Small Positions/Many Markets/Large Cash Cushion: As you know, I did not invent the concepts of black swans or asset diversification. I DID invent the concept of the submarine method of risk management in an option selling portfolio. The Submarine method means holding a large net cash position (up to 50% or more) with the remaining capital allocated to small positions spread across many uncorrelated markets. Hard to do in stocks. Easier in commodities. The price of silver has little to do with the price of natural gas, which has little to do with the price of coffee. This concept was invented to address the possibility of black swans. For instance, an event that causes panic selling in stocks may be bullish for gold, but bearish for oil. How will it affect sugar prices? Will it help our hurt soybeans? Its hard to say. The point is, by having small positions, a healthy mix of puts and calls in a variety of markets, and a large cash cushion – a black swans effect on the portfolio is theoretically minimized. If it does have an outsized effect on one or two markets, the small position size means they can be relatively contained.

GRAPH:

The submarine portfolio model: An effective counter-measure to the black swan.

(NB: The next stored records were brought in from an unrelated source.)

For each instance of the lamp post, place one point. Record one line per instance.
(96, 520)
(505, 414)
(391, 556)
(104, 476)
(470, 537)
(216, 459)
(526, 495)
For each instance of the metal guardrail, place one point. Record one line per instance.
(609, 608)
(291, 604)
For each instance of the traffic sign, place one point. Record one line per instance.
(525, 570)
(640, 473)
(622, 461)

The cash cushion absorbs any subsequent increases in margin requirement. In short, a submarine is designed so that a single hit (ie: a black swan) won’t sink the whole portfolio. (The “submarine” structure was named after the individual sealed compartments of a nuclear submarine – each capable of being sealed off from the rest of the ship.) To learn more about the submarine portfolio structure in option selling, watch our video at www.OptionSellers.com/submarine.

As mentioned earlier, there is no way to 100% bulletproof your portfolio, short of going to all cash, from a black swan.

However, if you practice the concepts discussed here, you’ll have effectively taken substantial and proven measures to mitigate, if not counter the effects of the dreaded bird – and target a solid return even if she never appears.

It’s what I call sleep at night investing.